Grocery shopping is becoming a challenge as officials urge millions of New Yorkers to stay indoors during the coronavirus pandemic. But a Brooklyn-based nonprofit, People In Need (PIN), has become a helping hand for those who aren’t able to leave their homes.
Nowshin Ali started PIN to help immigrant families settle in America. The organization helps teach immigrants day-to-day tasks like using the subway, as well as things that require a municipal push, like obtaining health insurance. With coronavirus spreading through New York, PIN has shifted its focus to delivering hot food and groceries to the families affected by the pandemic.
Ali cooks out of her restaurant, Jalsa Gravy & Grill, and delivers it to people in the Brooklyn, Queens and Long Island areas while PIN staff and volunteers deliver food and groceries to people who can’t leave their homes.
“Today, we delivered to a single mom who has two high-risk children. She can’t come out of the house at all,” said Ali.PIN’s delivery system is set up in a way that prioritizes those who are ill, old or have a condition that restricts them from going out.
“There are people in isolation so my goal was to serve the people and prioritize old people,” said Ali. “There are some people with special needs who can’t cook so I cook out of my restaurant and deliver it to them.”
PIN’s services aren’t limited to the elderly and people with special needs.They offer aid to anyone reaching out to them through their social media, all free of charge.
“Even the people who are offering to pay, we’re letting them know that we understand it’s a difficult time, and if it’s easier for you to keep that money, just keep it,” said Misha Khan, a PIN staff member and an ELA teacher at Plainview Old Bethpage Middle School.

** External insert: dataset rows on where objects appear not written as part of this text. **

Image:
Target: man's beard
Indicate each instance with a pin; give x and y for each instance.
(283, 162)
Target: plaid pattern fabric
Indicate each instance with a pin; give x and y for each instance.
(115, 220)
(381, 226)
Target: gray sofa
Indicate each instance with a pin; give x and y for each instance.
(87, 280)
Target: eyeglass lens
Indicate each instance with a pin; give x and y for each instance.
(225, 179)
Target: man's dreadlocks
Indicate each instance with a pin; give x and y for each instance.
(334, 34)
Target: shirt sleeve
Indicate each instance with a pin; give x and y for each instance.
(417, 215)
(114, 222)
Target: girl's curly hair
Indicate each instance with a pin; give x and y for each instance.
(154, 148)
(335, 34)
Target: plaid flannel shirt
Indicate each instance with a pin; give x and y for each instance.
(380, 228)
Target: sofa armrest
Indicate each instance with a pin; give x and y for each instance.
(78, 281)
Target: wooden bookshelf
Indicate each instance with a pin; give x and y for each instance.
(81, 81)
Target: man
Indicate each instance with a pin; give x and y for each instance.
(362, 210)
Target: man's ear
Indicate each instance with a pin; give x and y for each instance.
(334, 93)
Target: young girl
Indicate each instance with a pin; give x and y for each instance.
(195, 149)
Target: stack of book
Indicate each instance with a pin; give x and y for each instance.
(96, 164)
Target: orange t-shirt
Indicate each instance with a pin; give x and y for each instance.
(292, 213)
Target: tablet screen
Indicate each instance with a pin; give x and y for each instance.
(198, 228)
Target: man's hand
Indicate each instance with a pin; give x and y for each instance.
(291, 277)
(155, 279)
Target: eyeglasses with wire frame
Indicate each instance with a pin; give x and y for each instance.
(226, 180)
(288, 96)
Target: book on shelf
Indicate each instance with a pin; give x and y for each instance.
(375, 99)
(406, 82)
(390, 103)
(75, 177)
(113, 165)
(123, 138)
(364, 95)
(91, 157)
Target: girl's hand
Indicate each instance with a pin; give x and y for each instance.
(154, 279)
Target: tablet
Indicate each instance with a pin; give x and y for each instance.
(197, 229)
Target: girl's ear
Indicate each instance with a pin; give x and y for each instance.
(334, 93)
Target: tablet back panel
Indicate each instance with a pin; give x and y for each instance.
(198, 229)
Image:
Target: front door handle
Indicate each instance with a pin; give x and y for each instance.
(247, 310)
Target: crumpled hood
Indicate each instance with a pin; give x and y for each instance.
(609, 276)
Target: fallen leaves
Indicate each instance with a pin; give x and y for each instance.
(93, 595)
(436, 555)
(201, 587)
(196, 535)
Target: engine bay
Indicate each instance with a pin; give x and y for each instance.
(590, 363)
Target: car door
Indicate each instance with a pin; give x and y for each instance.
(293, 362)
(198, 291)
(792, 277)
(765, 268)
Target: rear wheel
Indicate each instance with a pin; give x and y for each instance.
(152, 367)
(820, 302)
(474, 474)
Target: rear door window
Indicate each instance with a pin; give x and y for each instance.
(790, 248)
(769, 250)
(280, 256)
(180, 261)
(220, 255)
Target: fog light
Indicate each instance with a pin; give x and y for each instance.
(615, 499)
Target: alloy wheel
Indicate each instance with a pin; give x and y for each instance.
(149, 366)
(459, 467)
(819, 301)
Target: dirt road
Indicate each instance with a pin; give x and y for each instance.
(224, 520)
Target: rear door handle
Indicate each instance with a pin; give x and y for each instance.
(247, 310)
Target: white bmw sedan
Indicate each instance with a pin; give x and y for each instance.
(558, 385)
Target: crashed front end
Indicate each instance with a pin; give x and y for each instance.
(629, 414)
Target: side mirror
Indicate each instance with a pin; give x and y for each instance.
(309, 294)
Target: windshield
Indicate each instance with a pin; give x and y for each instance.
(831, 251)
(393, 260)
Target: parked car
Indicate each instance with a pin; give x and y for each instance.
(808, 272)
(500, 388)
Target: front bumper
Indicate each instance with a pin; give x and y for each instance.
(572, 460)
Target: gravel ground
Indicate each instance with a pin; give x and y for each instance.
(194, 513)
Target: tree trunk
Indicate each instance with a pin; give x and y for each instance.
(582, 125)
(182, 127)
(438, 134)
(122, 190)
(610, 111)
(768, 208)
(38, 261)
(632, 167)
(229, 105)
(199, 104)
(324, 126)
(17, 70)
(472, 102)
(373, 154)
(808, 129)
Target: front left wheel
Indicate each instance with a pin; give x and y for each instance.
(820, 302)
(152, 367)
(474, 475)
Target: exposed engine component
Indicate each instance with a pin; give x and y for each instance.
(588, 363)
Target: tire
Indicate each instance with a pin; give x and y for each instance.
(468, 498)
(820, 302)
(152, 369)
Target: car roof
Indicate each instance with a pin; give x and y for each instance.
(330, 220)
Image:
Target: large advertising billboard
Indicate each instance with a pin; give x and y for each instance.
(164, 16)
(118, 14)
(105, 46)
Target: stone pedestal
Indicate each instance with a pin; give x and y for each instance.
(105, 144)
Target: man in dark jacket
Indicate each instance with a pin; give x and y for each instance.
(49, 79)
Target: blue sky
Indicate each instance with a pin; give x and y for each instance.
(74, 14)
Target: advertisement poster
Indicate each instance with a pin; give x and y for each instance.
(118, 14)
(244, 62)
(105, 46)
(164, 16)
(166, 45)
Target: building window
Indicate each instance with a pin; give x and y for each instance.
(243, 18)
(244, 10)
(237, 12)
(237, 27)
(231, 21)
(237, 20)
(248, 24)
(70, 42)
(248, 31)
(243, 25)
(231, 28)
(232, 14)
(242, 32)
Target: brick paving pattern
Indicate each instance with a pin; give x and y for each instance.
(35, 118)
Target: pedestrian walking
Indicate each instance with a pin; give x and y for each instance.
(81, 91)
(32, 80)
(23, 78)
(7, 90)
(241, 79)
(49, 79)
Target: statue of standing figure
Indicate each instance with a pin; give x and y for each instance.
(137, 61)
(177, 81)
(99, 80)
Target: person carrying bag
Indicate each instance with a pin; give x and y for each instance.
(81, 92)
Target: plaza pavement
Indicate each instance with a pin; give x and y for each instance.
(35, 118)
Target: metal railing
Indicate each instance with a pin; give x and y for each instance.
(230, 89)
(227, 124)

The U.S. has 137,000 confirmed cases of coronavirus — New York has 59,513 of those cases alone. CUNY Graduate School of Public Health and Health Policy found that 29% of NYC households reported “at least one person lost their job.” And 34% of NYC households who lost their jobs earned under $50,000.
Khan uses a group chat on WhatsApp to connect over 40 volunteers who cover deliveries over Long Island and Queens.
“As I’m finding out information from people who are reaching out, I post it in the group chat,” said Khan, “and the volunteer who lives closest to the family in need, they do the groceries, deliver it and we reimburse them from the donations we have.”PIN has raised approximately $10,000 through GoFundMe and Venmo as their donations continue to climb. They had three delivery volunteers three weeks ago, but the volunteer count has since swelled to over 40.
To help with groceries, Pexco Inc. (distributor of South Asian groceries) warehouse has been selling items at discounted prices to PIN staff to support their cause. And the owner of popular Pakistani restaurant BBQ Nite, Ativan Syed, reached out to Khan to arrange deliveries from his restaurant.
Ali was inspired to start PIN because of her former experiences as an immigrant in America.
“All the centre’s (organizations) around us are mostly male population and some women don’t feel comfortable approaching a man and telling them their problems,” said Ali.
Outside the pandemic, PIN’s main focus is helping immigrant families cope with culture shock, holding info sessions for women and an “after school homework help program.”